Crítica: Wal Kawalga (dir. Wladymir Lima)

Texto: Chico Torres. Fonte: Oficina de Crítica Cinematográfica

Manipulação enquanto criação em Wal Kawalga

No segundo dia da Mostra Sururu de Cinema Alagoano, caracterizado por produções que valorizaram aspectos regionais e questões de gênero, Wal Kavalga, de Wladymir Lima, surgiu como uma solitária e bela fantasmagoria que, sobretudo, nos faz pensar de maneira ampla no significado do que é fazer cinema.
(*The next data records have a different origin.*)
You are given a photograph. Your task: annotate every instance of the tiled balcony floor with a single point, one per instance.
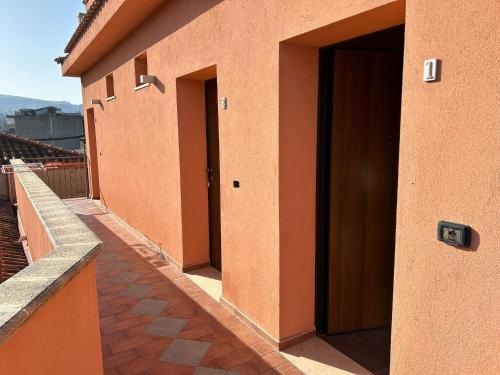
(154, 320)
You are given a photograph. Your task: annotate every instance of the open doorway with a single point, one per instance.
(92, 155)
(213, 172)
(358, 149)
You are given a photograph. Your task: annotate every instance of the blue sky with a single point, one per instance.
(32, 34)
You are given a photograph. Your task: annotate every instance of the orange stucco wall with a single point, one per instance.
(446, 300)
(266, 59)
(39, 242)
(62, 337)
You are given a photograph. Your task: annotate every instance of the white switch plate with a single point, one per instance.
(430, 70)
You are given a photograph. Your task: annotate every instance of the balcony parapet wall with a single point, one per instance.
(70, 248)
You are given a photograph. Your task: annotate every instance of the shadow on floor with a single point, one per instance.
(370, 348)
(127, 266)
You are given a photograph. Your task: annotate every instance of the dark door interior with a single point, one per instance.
(92, 154)
(363, 186)
(213, 170)
(358, 151)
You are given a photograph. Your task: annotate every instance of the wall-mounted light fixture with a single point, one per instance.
(147, 79)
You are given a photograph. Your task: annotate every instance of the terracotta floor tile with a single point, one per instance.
(135, 287)
(118, 359)
(172, 368)
(129, 343)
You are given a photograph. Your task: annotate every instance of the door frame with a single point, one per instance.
(323, 163)
(213, 226)
(326, 81)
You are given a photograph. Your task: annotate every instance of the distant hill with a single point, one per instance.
(9, 104)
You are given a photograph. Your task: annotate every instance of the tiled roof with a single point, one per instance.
(12, 258)
(84, 24)
(17, 147)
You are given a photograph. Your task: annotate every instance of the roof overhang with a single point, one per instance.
(111, 24)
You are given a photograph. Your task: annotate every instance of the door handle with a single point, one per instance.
(210, 175)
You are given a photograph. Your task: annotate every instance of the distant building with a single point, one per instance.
(49, 125)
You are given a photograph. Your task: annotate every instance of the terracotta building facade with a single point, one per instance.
(308, 150)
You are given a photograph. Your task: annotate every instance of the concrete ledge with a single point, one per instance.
(161, 252)
(75, 245)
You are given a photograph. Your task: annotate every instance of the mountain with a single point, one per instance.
(9, 104)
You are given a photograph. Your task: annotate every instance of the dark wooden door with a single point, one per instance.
(92, 160)
(213, 171)
(363, 186)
Os créditos inciais nos indicam que assistiremos a um mashup, ou seja, a uma livre manipulação de outros arquivos. Isso faz de Wal Kavalga um experimento de montagem, não propriamente um filme. Será? As imagens manipuladas são de um curta alemão de 1968, intitulado Weg zum Nachbarn (Caminho para o vizinho), de Lutz Mommartz. A sensação ao ver o curta original é a de estarmos diante de uma filmagem do começo do século 20, com película envelhecida e uma aura circundante que remete às primeiras fotografias reproduzidas. E qual a narrativa do curta? Bom, não há narrativa, simplesmente somos levados em um plano sequência pelo “galope” sexual de uma jovem mulher, de seu início quase tímido a seu ápice em orgasmo devastador.
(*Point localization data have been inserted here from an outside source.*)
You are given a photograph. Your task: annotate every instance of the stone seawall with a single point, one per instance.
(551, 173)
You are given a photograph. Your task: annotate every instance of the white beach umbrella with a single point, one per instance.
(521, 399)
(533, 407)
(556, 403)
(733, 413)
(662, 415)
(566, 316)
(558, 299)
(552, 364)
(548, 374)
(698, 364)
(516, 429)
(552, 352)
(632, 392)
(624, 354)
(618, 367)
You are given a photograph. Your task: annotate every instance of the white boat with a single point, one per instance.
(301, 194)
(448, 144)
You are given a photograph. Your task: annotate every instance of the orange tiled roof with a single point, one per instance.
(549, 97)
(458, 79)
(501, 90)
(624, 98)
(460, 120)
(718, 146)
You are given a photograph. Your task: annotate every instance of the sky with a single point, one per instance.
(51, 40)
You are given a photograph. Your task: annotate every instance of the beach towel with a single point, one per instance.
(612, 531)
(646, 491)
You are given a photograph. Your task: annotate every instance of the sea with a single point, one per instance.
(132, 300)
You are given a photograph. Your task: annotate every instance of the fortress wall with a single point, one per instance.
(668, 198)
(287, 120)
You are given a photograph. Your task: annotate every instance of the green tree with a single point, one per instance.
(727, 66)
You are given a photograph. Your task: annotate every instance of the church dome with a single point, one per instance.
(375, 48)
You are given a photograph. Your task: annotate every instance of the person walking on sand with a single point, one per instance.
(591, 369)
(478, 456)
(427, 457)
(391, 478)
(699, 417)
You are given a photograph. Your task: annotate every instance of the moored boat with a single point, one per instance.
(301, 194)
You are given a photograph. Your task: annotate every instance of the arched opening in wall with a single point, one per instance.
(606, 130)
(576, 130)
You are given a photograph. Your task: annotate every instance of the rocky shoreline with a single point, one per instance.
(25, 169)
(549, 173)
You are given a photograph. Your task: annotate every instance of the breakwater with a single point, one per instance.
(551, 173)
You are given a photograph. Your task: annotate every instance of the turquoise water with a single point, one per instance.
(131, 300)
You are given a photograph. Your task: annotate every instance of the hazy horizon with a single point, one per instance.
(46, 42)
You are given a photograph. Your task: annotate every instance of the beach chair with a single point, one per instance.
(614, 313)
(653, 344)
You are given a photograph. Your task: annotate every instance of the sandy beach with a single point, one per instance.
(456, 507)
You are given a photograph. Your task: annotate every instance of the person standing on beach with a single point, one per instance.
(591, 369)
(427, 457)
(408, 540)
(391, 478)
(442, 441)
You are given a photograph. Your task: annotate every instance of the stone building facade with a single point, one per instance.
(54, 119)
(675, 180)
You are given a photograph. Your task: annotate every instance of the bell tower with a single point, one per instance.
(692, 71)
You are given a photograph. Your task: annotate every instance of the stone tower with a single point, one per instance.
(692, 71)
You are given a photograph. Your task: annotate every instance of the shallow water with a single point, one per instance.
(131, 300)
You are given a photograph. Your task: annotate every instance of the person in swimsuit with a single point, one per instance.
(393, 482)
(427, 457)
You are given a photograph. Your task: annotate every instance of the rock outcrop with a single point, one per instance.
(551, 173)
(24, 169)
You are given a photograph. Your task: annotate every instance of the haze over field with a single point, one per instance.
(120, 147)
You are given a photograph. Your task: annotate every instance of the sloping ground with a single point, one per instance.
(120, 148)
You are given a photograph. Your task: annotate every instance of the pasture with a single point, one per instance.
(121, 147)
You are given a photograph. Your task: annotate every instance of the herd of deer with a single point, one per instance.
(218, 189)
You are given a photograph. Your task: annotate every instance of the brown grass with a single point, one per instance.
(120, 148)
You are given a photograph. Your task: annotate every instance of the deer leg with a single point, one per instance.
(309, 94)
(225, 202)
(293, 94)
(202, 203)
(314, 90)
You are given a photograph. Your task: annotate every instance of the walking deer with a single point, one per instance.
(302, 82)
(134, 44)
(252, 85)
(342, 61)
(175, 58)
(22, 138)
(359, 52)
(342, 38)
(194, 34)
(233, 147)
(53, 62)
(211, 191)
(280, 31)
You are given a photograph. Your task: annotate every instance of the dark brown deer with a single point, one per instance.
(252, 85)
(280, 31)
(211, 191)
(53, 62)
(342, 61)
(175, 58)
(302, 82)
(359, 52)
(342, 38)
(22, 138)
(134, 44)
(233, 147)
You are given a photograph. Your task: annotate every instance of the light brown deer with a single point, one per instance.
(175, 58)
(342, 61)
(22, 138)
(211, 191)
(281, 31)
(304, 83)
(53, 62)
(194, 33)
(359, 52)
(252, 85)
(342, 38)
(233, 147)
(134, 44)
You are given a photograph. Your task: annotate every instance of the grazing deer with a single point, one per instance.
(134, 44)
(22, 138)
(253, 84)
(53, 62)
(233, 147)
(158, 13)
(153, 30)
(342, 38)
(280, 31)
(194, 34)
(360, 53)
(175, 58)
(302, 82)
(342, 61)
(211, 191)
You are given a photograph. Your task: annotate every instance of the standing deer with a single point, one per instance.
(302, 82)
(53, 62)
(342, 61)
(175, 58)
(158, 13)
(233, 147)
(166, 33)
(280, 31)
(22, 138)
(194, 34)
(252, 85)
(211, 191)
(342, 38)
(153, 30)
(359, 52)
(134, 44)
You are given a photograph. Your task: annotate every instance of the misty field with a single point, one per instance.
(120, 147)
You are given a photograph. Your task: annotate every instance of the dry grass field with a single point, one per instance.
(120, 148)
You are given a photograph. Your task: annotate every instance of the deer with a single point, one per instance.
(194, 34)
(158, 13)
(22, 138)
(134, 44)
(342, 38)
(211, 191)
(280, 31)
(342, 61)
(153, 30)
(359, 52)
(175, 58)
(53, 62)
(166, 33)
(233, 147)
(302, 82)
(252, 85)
Mas, gostaríamos de pensar a interferência de Wladymir Lima e a entendê-la como um autêntico processo criativo, ou melhor dizendo, entendê-la como filme. Quais modificações operadas pelo diretor que transformaram Weg zum Nachbarn em Wal Kavalga? Aquele é um curta de um pouco mais de dez minutos, enquanto que este possui quatro minutos apenas. Será que Wladymir utilizou os quatro últimos minutos do original ou optou por cortes imperceptíveis, conseguindo preservar a sensação de um plano sequência? Não sabemos e talvez só seja possível responder essas questões após uma análise minuciosa entre as duas produções. Há também um cuidadoso trabalho de fotografia, com a adição bastante sutil na gradação de cores, que parecem acompanhar o ritmo e as expressões de prazer crescentes da personagem. Por fim, temos como trilha sonora a Cavalgada das Valquírias, de Richard Wagner. Música emblemática, extremamente utilizada no cinema (O Nascimento de uma Nação, Oito e Meio, Apocalipse Now), e que conversa sugestivamente com o título.
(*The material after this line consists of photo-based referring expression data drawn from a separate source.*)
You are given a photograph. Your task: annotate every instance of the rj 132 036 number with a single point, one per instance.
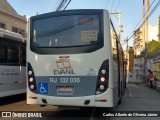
(65, 80)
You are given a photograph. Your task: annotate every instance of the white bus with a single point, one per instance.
(12, 63)
(71, 61)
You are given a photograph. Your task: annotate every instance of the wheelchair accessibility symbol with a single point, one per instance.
(42, 88)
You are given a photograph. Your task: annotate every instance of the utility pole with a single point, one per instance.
(146, 6)
(119, 23)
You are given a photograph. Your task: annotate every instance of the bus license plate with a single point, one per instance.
(65, 89)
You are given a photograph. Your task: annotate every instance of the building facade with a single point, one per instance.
(139, 43)
(11, 20)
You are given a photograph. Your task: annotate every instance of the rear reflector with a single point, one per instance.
(101, 100)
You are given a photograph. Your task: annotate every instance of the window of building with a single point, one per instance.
(2, 25)
(18, 30)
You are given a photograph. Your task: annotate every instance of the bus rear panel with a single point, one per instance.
(69, 59)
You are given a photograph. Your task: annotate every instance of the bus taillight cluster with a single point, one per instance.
(31, 79)
(103, 76)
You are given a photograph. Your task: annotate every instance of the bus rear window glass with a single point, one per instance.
(64, 31)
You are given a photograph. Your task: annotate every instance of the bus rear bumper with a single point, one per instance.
(101, 100)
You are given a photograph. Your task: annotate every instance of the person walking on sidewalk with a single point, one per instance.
(150, 78)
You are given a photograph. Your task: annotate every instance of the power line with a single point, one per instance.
(152, 11)
(56, 5)
(63, 4)
(142, 17)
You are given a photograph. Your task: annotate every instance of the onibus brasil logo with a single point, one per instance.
(64, 66)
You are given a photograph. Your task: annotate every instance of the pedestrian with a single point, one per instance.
(150, 78)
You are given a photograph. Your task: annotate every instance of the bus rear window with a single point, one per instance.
(65, 31)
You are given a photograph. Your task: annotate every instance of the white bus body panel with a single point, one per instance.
(43, 65)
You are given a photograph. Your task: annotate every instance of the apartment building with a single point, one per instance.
(11, 20)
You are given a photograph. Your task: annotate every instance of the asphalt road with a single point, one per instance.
(135, 98)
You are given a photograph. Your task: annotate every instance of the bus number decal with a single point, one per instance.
(65, 80)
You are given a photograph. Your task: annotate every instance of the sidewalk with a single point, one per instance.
(139, 98)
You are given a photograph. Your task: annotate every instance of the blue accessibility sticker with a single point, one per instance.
(42, 88)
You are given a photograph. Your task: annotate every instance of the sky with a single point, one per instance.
(131, 11)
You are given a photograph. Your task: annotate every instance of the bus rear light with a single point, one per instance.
(33, 97)
(30, 73)
(31, 79)
(103, 72)
(102, 79)
(102, 87)
(32, 87)
(101, 100)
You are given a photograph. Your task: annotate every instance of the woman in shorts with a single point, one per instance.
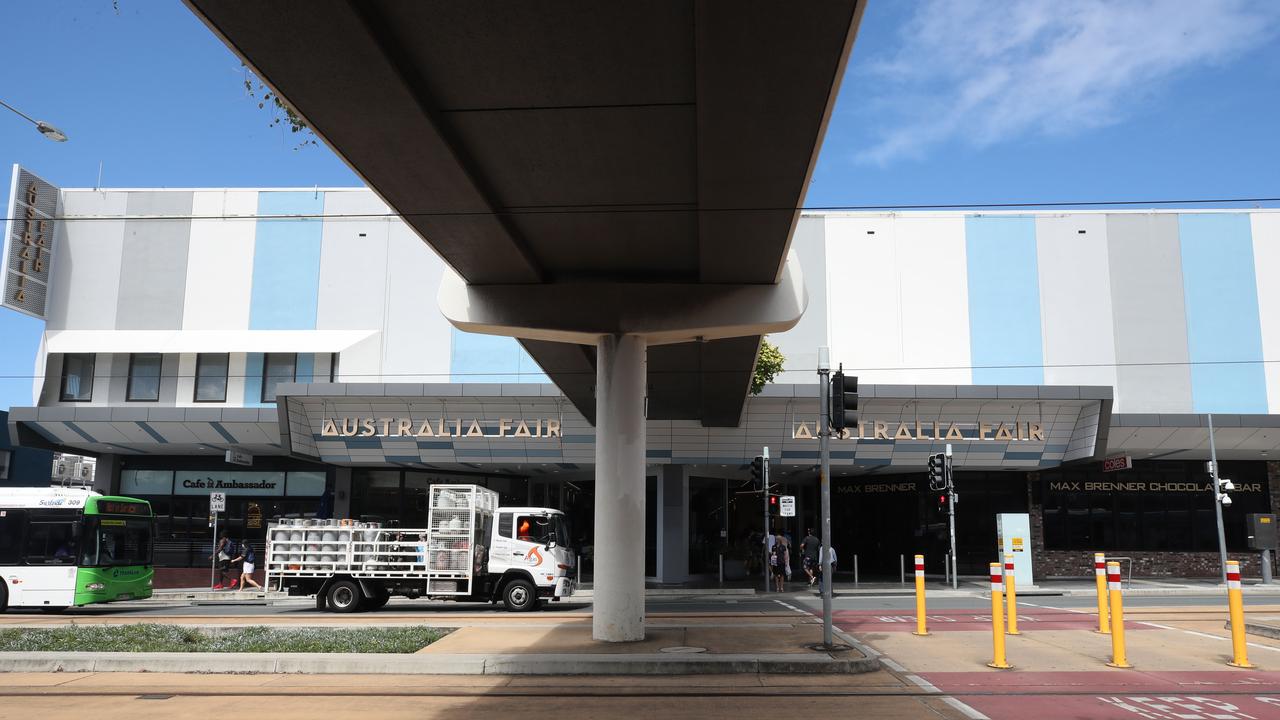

Este tipo de interferência criativa, em que uma nova obra surge da colagem de outras, nos faz pensar o quanto o cinema está imbuído pela técnica enquanto processo artístico. Os elementos citados no parágrafo anterior são os mesmos que transformam imagens isoladas em uma composição coerente, em uma obra de arte: montagem, fotografia e outros recursos técnicos. Por isso Wladymir não apenas modificou tecnicamente uma obra original, ele fez um novo filme, mesmo sem nada ter filmado. A técnica veio a seu serviço como um potente processo artístico, provocando um novo olhar e nos instigando a pensar, sobretudo, no que significa fazer cinema.